Jak rozpoznać opętanie od choroby psychicznej

Granica pomiędzy opętaniem a chorobą psychiczną jest bardzo cienka. W dzisiejszym świecie stale nabierającym tempa i coraz bardziej opartym na konsumpcji dóbr materialnych ludzie zaniedbują sferę ducha. Takie słowa jak depresja czy stres opanowały nasz codzienny język. Trzeba mieć wiele wiary i pokory, aby stanąć przeciw złemu duchowi, który może być naprawdę niebezpieczny.
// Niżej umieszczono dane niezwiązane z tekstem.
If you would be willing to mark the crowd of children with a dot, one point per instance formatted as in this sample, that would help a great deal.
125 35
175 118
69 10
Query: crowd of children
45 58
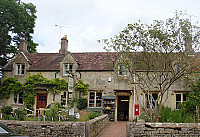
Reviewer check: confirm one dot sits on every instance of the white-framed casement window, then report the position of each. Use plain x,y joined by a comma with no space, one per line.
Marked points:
20,69
95,99
122,70
17,98
67,68
151,99
179,98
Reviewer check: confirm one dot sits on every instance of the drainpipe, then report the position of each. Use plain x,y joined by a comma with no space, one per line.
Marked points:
134,90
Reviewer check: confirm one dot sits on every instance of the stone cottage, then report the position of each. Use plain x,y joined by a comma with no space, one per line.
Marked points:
106,93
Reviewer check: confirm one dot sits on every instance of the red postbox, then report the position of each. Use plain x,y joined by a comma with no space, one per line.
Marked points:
137,110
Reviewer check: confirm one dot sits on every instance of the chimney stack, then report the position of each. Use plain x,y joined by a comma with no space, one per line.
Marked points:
64,45
23,45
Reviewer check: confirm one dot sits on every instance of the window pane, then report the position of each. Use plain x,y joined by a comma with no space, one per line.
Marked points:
22,69
70,67
18,69
147,100
98,99
91,99
178,97
92,94
15,97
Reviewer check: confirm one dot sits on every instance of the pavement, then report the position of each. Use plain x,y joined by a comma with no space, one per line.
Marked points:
114,129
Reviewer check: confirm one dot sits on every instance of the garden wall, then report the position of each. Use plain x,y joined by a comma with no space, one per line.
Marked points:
54,129
163,129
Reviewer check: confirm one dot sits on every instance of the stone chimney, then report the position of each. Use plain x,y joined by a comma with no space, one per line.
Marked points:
23,45
188,45
64,45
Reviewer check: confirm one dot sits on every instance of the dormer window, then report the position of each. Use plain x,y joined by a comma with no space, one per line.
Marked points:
20,69
122,70
67,68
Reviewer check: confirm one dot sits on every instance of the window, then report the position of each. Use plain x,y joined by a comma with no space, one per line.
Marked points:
179,98
95,99
17,98
67,68
20,70
122,70
150,100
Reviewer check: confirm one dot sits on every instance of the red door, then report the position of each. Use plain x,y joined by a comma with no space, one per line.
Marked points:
41,101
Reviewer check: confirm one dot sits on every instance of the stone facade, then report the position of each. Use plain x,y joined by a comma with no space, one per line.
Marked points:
96,69
58,129
163,129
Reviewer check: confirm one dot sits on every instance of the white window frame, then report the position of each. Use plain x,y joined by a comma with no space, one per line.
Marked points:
182,99
123,70
20,69
95,100
146,100
67,68
17,97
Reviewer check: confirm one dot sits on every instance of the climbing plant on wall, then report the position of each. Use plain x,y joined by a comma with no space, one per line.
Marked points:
31,82
8,86
81,87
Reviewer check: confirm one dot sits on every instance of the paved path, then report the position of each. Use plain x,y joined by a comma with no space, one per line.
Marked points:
114,129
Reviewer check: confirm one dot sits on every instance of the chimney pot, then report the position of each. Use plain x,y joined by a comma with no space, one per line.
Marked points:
23,45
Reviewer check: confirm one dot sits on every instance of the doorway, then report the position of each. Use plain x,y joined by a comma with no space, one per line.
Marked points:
123,108
41,100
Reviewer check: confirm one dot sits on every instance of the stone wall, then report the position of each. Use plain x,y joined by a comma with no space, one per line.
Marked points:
55,129
162,129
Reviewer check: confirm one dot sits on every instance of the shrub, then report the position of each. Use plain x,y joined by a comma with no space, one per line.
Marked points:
81,103
6,110
54,112
93,115
175,116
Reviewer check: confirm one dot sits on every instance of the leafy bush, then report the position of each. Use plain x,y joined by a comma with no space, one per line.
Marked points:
53,112
81,103
175,116
6,110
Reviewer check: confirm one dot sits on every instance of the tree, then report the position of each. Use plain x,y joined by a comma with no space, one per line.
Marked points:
17,20
37,80
81,87
156,56
8,86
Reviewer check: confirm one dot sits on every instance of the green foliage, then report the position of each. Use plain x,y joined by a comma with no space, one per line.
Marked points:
17,19
31,82
81,87
56,85
6,110
175,116
53,112
82,103
8,86
93,115
20,114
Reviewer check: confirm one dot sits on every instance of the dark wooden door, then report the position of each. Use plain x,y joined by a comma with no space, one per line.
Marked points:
41,100
123,108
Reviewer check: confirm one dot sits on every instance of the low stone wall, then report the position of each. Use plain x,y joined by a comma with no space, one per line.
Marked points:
163,129
58,129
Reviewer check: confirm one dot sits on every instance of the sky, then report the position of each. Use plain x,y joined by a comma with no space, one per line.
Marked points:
86,21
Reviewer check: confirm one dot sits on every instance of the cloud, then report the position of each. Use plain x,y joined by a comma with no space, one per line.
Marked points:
87,21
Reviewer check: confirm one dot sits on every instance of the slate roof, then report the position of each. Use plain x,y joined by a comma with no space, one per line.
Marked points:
87,61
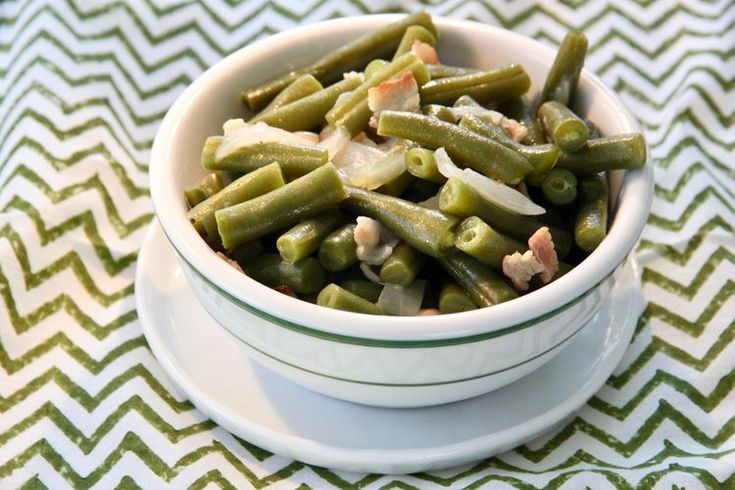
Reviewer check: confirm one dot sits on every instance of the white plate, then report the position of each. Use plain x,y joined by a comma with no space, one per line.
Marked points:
211,368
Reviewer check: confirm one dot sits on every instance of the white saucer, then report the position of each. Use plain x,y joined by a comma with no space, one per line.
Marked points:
212,369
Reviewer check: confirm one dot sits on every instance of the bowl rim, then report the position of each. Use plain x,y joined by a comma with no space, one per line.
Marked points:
635,198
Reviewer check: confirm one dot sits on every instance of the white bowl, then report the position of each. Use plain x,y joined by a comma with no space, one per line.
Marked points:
382,360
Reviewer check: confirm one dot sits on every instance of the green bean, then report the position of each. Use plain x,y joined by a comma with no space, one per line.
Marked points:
338,250
353,112
308,112
459,199
295,159
560,187
625,151
427,230
412,34
466,147
454,299
303,277
561,81
364,289
246,187
350,56
477,238
338,298
590,226
420,163
298,89
303,239
402,266
563,126
483,284
306,196
485,86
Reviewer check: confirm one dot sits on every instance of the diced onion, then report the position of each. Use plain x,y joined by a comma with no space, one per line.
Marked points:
500,194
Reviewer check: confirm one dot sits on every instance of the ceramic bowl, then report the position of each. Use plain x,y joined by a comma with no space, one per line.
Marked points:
382,360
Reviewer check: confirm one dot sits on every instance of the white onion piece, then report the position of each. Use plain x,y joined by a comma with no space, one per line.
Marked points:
499,194
241,135
397,300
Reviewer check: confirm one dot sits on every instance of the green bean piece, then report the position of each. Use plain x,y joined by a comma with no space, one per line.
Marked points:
459,199
303,238
303,277
520,109
295,159
561,81
413,34
590,226
421,163
444,71
402,266
624,151
298,89
484,285
560,187
484,86
427,230
364,289
375,66
563,126
308,112
333,296
466,147
478,239
338,250
304,197
454,299
246,187
353,112
351,56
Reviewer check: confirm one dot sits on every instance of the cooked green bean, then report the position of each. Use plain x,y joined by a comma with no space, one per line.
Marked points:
477,238
563,126
454,299
560,187
364,289
306,196
308,112
246,187
483,284
413,34
303,238
485,86
420,162
351,56
338,250
590,226
561,81
298,89
353,112
623,151
402,266
303,277
427,230
338,298
459,199
473,150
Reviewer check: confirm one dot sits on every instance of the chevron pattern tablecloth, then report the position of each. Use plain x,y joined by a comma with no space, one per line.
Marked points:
83,402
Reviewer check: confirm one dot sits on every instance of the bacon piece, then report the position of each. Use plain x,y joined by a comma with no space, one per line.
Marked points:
397,94
543,249
521,268
425,52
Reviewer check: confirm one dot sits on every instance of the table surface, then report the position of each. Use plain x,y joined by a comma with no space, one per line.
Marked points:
84,403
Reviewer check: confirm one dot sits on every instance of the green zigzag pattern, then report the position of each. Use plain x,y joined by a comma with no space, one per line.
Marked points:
138,116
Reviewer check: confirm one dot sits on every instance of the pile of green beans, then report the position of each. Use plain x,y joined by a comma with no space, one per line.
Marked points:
284,213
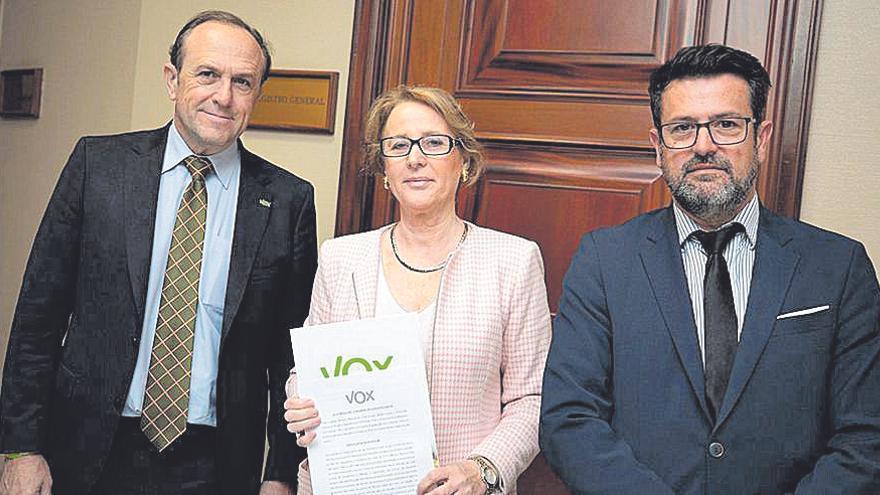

Po wygnaniu złego ducha wyczerpana osoba wraca do siebie, a zmiany widać gołym okiem. Czasami męki opętanego ustają na jakiś czas, by potem wrócić. Wielokrotne odprawianie egzorcyzmów wcale nie należy do wyjątków. Modlitwa nad człowiekiem opętanym trwa czasami kilka lat. Poza tym on musi chcieć współpracować z łaską Bożą. Musi chcieć się nawracać. Pomaga mu w tym najczęściej cała rodzina, która często cierpi razem z nim. Najtrudniejsze do zrozumienia są cierpienia dzieci, które najczęściej mimowolnie uczestniczyły bądź były ofiarami jakiś praktyk otwierających drzwi szatanowi. Zły duch może uzyskać dostęp do człowieka i ma na to bardzo różne sposoby.

Sukces diabła polega na tym, że ludzie w niego nie wierzą i czasami nie zdając sobie z tego sprawy, zaczynają handel lub kontakt z siłami demonicznymi.